On the first part of the journey, a modern and efficient highway takes you, without interruption, from the urban sprawl of New Delhi to the urban sprawl of Ghaziabad. This is the capital city’s commuter belt and it now extends almost as far as Meerut. Anyone falling asleep for an hour after leaving Delhi will miss nothing, but it starts to get a lot more interesting at that point. The next stretch, moving north through Saharanpur and Biharigarh, sees India’s countryside assert itself. This is a place where fields of sugar cane stretch for miles, but it’s certainly not some rural idyll. Scores of brick making factories, their huge chimneys spewing filthy smoke into the sky, make sure of that. Hundreds of dhabas line both sides of the highway, catering for the hungry hordes heading in both directions. Progress slows at this point because India’s highways have a habit of stopping abruptly, giving way to smaller and slower roads. Often, and somewhat frustratingly, a new and as yet unopened stretch of highway, appears on the horizon, promising a speedier trip for future travelers but not today’s. An accident can close the highway entirely, as it did for me, forcing a long and fascinating detour through small villages.
A few miles south of Dehradun things really slow down, sometimes to little more than walking pace as the winding, sometimes treacherous road narrows and makes the climb to Uttarakhand’s capital.
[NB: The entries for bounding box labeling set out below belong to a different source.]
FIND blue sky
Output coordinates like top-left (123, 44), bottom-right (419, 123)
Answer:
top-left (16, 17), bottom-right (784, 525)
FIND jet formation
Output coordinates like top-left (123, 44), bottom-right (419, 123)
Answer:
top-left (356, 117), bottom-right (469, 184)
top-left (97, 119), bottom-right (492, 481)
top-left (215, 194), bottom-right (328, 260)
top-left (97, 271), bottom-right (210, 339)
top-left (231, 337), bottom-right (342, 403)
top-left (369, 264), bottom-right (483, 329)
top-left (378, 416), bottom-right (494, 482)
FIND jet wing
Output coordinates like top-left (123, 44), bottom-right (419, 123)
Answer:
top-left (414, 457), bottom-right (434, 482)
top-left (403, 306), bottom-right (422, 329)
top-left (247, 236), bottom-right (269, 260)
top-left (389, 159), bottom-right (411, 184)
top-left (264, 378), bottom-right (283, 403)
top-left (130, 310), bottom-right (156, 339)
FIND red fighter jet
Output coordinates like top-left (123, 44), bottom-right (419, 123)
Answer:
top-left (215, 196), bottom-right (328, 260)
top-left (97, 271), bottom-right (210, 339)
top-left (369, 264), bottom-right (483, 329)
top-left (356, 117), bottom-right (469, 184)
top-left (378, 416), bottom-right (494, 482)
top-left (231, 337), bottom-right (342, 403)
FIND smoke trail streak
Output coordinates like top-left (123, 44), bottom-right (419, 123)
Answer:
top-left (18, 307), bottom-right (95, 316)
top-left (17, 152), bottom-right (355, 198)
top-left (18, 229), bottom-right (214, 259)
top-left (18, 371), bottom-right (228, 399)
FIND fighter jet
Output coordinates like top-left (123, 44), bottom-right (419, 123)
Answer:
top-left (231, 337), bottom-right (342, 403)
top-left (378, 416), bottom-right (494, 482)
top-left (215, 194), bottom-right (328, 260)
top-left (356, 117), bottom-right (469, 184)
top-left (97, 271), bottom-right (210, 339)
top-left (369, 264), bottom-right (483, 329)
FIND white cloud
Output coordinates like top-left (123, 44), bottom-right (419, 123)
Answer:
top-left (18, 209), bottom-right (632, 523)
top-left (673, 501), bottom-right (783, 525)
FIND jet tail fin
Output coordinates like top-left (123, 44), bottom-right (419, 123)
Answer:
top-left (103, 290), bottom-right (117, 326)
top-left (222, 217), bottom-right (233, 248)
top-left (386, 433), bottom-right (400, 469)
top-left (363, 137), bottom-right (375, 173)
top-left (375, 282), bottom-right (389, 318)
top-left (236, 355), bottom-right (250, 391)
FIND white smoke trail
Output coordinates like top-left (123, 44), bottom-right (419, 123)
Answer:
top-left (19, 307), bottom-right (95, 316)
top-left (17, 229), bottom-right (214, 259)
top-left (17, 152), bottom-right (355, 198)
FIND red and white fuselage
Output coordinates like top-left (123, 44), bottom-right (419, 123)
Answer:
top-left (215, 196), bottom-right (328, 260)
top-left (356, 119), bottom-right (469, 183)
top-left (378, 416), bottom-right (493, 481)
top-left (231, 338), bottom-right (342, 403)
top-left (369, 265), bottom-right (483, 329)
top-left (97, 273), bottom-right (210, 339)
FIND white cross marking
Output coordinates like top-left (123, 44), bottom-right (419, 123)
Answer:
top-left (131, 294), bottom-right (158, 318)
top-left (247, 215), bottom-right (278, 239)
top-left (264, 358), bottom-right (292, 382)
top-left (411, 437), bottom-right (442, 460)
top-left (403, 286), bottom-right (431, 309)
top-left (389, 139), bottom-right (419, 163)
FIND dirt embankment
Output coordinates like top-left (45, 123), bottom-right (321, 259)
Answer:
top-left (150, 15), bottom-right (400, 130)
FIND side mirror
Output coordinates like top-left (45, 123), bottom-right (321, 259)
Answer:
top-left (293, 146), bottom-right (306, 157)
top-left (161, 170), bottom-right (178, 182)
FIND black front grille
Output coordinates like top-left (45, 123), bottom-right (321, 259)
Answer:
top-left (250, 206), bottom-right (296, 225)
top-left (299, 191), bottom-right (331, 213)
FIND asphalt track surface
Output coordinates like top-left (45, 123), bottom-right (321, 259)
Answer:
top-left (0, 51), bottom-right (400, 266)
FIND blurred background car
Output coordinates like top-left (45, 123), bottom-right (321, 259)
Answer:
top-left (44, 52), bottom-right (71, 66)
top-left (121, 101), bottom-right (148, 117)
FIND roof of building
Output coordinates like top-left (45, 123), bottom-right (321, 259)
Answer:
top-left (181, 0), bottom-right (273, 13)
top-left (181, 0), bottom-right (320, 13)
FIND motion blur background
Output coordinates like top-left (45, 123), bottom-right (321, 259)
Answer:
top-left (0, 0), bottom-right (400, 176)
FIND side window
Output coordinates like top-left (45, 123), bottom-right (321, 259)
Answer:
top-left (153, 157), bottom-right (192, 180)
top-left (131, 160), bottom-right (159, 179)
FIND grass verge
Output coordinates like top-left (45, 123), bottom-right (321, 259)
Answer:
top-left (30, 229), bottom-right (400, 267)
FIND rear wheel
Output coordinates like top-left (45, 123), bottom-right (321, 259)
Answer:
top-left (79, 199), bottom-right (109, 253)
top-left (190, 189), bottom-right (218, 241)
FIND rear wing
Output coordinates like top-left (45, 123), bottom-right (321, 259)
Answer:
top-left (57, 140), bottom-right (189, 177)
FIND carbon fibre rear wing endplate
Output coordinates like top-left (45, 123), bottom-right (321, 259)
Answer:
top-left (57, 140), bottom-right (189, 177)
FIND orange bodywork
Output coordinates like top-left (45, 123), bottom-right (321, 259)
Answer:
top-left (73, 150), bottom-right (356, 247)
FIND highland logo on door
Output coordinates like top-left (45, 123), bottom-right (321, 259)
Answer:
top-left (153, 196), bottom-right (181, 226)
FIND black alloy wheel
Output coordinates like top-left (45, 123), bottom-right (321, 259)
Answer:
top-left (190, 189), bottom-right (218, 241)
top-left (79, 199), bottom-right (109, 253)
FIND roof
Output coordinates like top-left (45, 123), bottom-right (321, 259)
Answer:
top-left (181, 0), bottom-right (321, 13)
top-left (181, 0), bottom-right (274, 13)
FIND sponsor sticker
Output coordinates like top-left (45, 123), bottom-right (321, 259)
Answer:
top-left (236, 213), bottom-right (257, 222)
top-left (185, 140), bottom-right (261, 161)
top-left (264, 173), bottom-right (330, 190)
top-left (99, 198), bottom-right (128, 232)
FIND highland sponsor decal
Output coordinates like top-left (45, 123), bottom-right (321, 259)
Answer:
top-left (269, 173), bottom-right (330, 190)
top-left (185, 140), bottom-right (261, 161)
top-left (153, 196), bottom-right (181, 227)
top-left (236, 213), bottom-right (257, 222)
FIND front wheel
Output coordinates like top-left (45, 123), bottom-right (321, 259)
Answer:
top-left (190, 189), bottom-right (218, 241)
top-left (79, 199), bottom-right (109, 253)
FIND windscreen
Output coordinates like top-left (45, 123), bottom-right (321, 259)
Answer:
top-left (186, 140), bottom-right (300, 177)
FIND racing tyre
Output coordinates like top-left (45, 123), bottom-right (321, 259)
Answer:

Looking to the left, travelers see an elevated, empty, and yes, unopened, highway stretching into the distance. Once in Dehradun, it’s wise to sit back, relax, and enjoy the sights and sounds of the busy city. There’s no alternative. The journey north from here cuts directly across the city and that itself takes a minimum of an hour.
The traveler’s expectation of what constitutes progress is well and truly re-educated by this point, and that’s just as well because what follows next requires patience and a strong stomach. From Dehradun, it’s probably only twenty miles to Mussoorie, but the ride can take anything up to two hours. These are steep mountain roads with hairpin bends, clogged with buses, cars, trucks, and the motorcycles and Vespa-style scooters that Indians love. I came to see the mountains, so I could hardly complain. Needless to say, the views are beautiful. Choose your cliche. Stunningly, breathtakingly, heart stoppingly wonderful.
Mussoorie sits high on the mountain, at approximately 7,500 feet. By the time one gets there, every foot and mile has been felt. But such is the magic and beauty of this place, stepping out of the car after seven uninterrupted hours, everything that came before, every slow mile and every traffic jam, is forgotten.
It seemed right to visit Gandhi Smriti. I had been before, but at times when the world had been less volatile, less dangerous, and less polarized. Now, when the voices of conflict and separateness are drowning out messages of peace and unity, it felt like an appropriate time to connect with the Mahatma’s message of non-violence in the place in which he died in 1948. There were almost no other visitors. 104 degrees, the hottest time of the day, and Delhi’s tourists and residents alike were wisely staying out of the sun.
Old Birla House, as it used to be known, is where Gandhi spent the last 144 days of his life and where, on 30th January 1948, he was shot to death by Nathuram Godse. It has been turned into a simple, slightly old fashioned, but powerful memorial to someone venerated in Indian society and around the world. At its heart is the austere living quarters that Gandhi occupied in his final months and the path, marked by cut-outs of his footprints, to the place he was assassinated as he walked to his daily prayer site. Elsewhere in the house is a museum where his life and achievements are summarized. I learned something new on this visit, that one of my favorite photographers, the great Henri Cartier Bresson, was one of the last people to meet Gandhi before the assassination, just a few minutes before the shots were fired.